Estimation and computational details

To fit Model ((2)), the parameter vector \(\boldsymbol{\hat{\theta}}=\left(\boldsymbol{\widehat{\beta}},\mathbf{\widehat{R}},\mathbf{\widehat{G}}\right)\) is estimated, and pseudo samples of the unknown \(\mathbf{y}\) are iteratively generated by the following SEM algorithm. The pseudo samples \(\mathbf{\tilde{y}}\) are drawn from the conditional distribution \[f\left(\mathbf{y}|\mathbf{X}, \mathbf{Z}, \mathbf{v},\mathbf{k} ,\boldsymbol{\theta}\right) \propto \textbf{I}\left(A_{\mathbf{k}-1} \leq \mathbf{y} \leq A_{\mathbf{k}}\right) \times N\left(\mathbf{X}\boldsymbol{\beta}+\mathbf{Z}\mathbf{v}, \mathbf{R}\right),\] where \(\textbf{I}\left(\cdot\right)\) denotes the indicator function. Hence, for \(\mathbf{y}\) with explanatory variables \(\mathbf{X}\), the corresponding \(\mathbf{\tilde{y}}\) is drawn from \(N\left(\mathbf{X}\boldsymbol{\beta}+\mathbf{Z}\mathbf{v}, \mathbf{R}\right)\) conditional on the given interval \(\left(A_{\mathbf{k}-1} \leq \mathbf{y} \leq A_{\mathbf{k}}\right)\). If \(\boldsymbol{\hat{\theta}}\) is estimated, the conditional distribution \(f\left(\mathbf{y}|\mathbf{X}, \mathbf{Z}, \mathbf{v},\mathbf{k} ,\boldsymbol{\theta}\right)\) follows a two-sided truncated normal distribution. Its probability density function equals \[\label{Eq:TwoTruncR} \hat{f}\left(\mathbf{y}|\mathbf{X}, \mathbf{Z}, \mathbf{\hat{v}}, \mathbf{k}, \boldsymbol{\hat{\theta}}\right)=\frac{\phi\Big(\frac{\mathbf{y}-\boldsymbol{\hat{\mu}}}{\hat{\sigma}_{e}}\Big)}{\hat{\sigma}_{e}\bigg(\Phi \Big(\frac{A_{\mathbf{k}}-\boldsymbol{\hat{\mu}}}{\hat{\sigma}_{e}}\Big)-\Phi \Big(\frac{A_{\mathbf{k}-1}-\boldsymbol{\hat{\mu}}}{\hat{\sigma}_{e}}\Big)\bigg)}, \tag{4}\] with \(\boldsymbol{\hat{\mu}} = \mathbf{X}\widehat{\boldsymbol{\beta}}+\mathbf{Z}\mathbf{\hat{v}}\). \(\phi\left(\cdot\right)\) denotes the probability density function of the standard normal distribution, and \(\Phi(\cdot)\) denotes its cumulative distribution function. From its definition, it follows that \(\Phi \Big(\frac{A_{\mathbf{k}}-\boldsymbol{\hat{\mu}}}{\hat{\sigma}_{e}}\Big) = 1\) if \(A_{\mathbf{k}}=+\infty\), and \(\Phi \Big(\frac{A_{\mathbf{k}-1}-\boldsymbol{\hat{\mu}}}{\hat{\sigma}_{e}}\Big)=0\) if \(A_{\mathbf{k}-1}=-\infty\). The steps of the SEM algorithm as described in Walter (2019) are:

  1. Estimate \(\boldsymbol{\hat{\theta}}=\left(\boldsymbol{\widehat{\beta}},\mathbf{\widehat{R}},\mathbf{\widehat{G}}\right)\) from Model ((2)) using the midpoints of the intervals as substitutes for the unknown \(\mathbf{y}\). The parameters are estimated by restricted maximum likelihood theory (REML) (Thompson 1962).
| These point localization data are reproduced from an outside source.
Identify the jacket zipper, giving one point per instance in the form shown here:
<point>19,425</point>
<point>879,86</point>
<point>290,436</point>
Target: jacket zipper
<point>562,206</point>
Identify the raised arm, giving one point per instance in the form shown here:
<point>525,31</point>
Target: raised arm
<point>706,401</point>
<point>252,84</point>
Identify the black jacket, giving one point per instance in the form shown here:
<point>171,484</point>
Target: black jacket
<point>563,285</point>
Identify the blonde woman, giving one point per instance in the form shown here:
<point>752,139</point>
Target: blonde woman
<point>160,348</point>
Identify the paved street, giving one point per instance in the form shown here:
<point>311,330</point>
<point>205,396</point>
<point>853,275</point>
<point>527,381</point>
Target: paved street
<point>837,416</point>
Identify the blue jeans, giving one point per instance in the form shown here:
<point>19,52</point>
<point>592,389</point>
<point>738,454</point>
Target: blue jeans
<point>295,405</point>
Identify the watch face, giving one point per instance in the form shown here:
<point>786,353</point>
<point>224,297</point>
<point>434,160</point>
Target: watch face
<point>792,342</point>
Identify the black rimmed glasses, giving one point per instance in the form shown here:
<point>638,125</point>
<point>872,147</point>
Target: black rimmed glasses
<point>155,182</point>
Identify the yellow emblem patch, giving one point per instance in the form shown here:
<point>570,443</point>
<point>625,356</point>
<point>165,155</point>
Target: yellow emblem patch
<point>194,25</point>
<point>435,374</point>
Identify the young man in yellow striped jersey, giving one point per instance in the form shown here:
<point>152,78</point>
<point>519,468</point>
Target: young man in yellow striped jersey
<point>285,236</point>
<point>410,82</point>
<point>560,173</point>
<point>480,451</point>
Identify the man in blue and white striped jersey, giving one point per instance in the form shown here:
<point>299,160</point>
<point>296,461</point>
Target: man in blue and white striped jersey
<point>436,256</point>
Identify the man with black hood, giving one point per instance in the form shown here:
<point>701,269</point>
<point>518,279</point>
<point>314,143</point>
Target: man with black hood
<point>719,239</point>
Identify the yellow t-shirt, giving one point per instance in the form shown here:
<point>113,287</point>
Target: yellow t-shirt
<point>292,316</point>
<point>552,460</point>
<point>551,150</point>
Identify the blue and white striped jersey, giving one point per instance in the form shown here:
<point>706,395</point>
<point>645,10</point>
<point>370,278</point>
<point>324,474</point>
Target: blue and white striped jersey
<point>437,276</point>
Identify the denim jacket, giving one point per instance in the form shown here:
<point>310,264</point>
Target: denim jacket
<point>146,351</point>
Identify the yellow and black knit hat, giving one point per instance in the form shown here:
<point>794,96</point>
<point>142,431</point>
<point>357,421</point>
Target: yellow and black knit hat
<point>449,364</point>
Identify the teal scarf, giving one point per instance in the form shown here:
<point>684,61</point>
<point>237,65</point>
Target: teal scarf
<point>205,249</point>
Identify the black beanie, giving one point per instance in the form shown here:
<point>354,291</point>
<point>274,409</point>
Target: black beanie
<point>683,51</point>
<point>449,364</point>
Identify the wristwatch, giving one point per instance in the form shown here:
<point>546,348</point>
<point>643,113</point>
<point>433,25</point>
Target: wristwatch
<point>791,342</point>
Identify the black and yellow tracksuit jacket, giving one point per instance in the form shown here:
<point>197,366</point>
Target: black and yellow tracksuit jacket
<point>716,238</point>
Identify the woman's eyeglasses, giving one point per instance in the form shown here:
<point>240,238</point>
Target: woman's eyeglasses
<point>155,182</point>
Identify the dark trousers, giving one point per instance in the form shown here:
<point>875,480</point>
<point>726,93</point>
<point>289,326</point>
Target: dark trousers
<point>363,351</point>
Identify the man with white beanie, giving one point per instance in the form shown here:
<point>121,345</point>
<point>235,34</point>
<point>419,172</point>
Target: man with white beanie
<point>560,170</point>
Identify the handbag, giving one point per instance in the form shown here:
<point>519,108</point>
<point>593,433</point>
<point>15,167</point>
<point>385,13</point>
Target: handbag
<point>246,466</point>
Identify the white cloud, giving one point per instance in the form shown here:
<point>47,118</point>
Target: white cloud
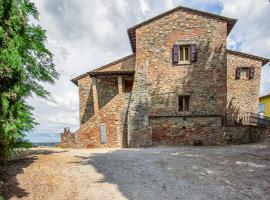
<point>251,32</point>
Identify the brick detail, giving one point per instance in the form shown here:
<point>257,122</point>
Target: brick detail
<point>114,114</point>
<point>186,130</point>
<point>68,139</point>
<point>86,102</point>
<point>243,93</point>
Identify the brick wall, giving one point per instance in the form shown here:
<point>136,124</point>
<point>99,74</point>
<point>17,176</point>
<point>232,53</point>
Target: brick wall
<point>243,93</point>
<point>158,83</point>
<point>86,103</point>
<point>68,139</point>
<point>114,115</point>
<point>204,80</point>
<point>107,88</point>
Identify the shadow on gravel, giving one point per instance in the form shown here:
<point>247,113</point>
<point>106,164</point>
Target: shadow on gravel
<point>8,173</point>
<point>234,172</point>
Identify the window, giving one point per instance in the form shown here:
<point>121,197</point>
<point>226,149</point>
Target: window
<point>184,53</point>
<point>245,72</point>
<point>261,108</point>
<point>128,86</point>
<point>183,103</point>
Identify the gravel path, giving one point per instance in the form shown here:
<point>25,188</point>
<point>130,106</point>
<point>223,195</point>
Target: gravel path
<point>231,172</point>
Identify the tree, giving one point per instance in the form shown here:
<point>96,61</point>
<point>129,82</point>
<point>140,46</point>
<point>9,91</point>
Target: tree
<point>25,62</point>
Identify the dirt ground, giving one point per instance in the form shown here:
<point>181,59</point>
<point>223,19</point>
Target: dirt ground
<point>230,172</point>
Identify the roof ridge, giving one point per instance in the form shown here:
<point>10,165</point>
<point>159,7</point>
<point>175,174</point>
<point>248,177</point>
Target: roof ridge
<point>264,60</point>
<point>113,62</point>
<point>230,24</point>
<point>75,80</point>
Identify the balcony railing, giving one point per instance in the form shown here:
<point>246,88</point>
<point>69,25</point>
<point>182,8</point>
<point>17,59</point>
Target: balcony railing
<point>236,119</point>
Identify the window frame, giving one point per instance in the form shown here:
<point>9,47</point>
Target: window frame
<point>263,105</point>
<point>184,97</point>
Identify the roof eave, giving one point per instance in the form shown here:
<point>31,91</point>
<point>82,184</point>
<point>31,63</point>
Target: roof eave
<point>264,60</point>
<point>230,22</point>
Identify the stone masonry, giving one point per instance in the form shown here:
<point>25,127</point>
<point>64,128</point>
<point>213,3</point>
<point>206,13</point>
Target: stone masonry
<point>149,114</point>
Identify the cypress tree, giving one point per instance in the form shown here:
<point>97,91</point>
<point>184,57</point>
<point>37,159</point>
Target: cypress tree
<point>25,62</point>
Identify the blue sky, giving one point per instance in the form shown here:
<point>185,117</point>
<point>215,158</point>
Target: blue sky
<point>86,34</point>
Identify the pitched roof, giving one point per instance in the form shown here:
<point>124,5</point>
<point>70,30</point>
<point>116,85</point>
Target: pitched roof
<point>264,60</point>
<point>75,80</point>
<point>132,33</point>
<point>109,73</point>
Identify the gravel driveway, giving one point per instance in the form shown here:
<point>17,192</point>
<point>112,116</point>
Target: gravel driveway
<point>230,172</point>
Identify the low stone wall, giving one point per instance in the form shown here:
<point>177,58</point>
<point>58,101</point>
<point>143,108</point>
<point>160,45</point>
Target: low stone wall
<point>190,130</point>
<point>68,139</point>
<point>244,134</point>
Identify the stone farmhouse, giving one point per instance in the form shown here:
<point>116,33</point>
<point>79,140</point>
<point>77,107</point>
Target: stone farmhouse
<point>181,86</point>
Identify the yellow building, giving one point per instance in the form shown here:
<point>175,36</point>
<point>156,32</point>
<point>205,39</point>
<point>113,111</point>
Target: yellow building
<point>264,106</point>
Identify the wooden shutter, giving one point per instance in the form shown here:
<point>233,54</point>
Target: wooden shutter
<point>251,72</point>
<point>193,50</point>
<point>238,73</point>
<point>175,53</point>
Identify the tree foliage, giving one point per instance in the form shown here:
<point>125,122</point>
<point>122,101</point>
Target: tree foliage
<point>25,62</point>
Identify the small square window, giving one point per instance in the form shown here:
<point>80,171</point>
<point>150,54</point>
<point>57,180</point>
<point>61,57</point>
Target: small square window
<point>184,53</point>
<point>183,103</point>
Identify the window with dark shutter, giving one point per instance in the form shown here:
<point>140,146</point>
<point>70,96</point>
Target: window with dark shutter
<point>238,73</point>
<point>193,50</point>
<point>184,54</point>
<point>183,103</point>
<point>175,53</point>
<point>251,72</point>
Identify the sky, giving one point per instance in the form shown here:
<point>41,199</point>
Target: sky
<point>86,34</point>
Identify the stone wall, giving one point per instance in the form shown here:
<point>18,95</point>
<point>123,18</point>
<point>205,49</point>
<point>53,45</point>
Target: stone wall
<point>244,134</point>
<point>68,139</point>
<point>158,82</point>
<point>243,93</point>
<point>114,115</point>
<point>203,130</point>
<point>204,80</point>
<point>86,103</point>
<point>107,88</point>
<point>86,92</point>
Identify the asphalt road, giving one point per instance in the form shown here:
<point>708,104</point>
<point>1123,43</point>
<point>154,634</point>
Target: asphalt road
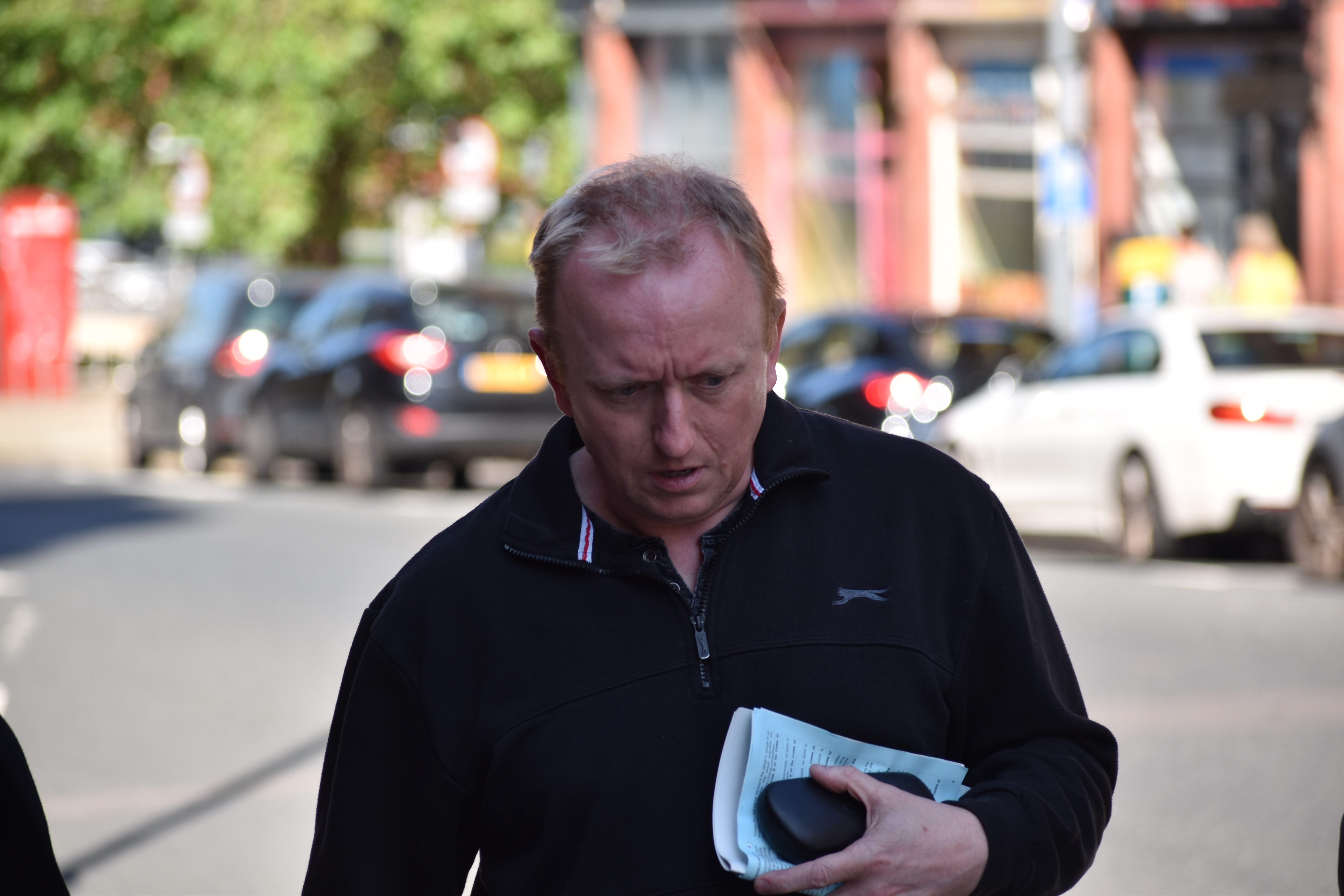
<point>162,636</point>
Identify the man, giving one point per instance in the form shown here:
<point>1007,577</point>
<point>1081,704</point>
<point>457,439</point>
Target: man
<point>550,680</point>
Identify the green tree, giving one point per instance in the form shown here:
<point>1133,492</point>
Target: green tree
<point>292,100</point>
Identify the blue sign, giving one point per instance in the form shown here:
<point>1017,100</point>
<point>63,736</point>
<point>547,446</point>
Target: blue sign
<point>1066,186</point>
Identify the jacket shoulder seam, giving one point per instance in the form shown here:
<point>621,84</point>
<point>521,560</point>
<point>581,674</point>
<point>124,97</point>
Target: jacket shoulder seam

  2. Stochastic step: For \(i=1,\ldots , n\), draw randomly from \(N\left(\mathbf{X}\boldsymbol{\widehat{\beta}}+\mathbf{Z}\mathbf{\hat{v}}, \mathbf{\widehat{R}}\right)\) within the given interval \(\left(A_{\mathbf{k}-1} \leq \mathbf{y} \leq A_{\mathbf{k}}\right)\) (the two-sided truncated normal distribution given in Equation ((4))) obtaining \(\left(\mathbf{\tilde{y}},\mathbf{X},\mathbf{Z}\right)\). The drawn pseudo \(\mathbf{\tilde{y}}\) are used as replacements for the unobserved \(\mathbf{y}\).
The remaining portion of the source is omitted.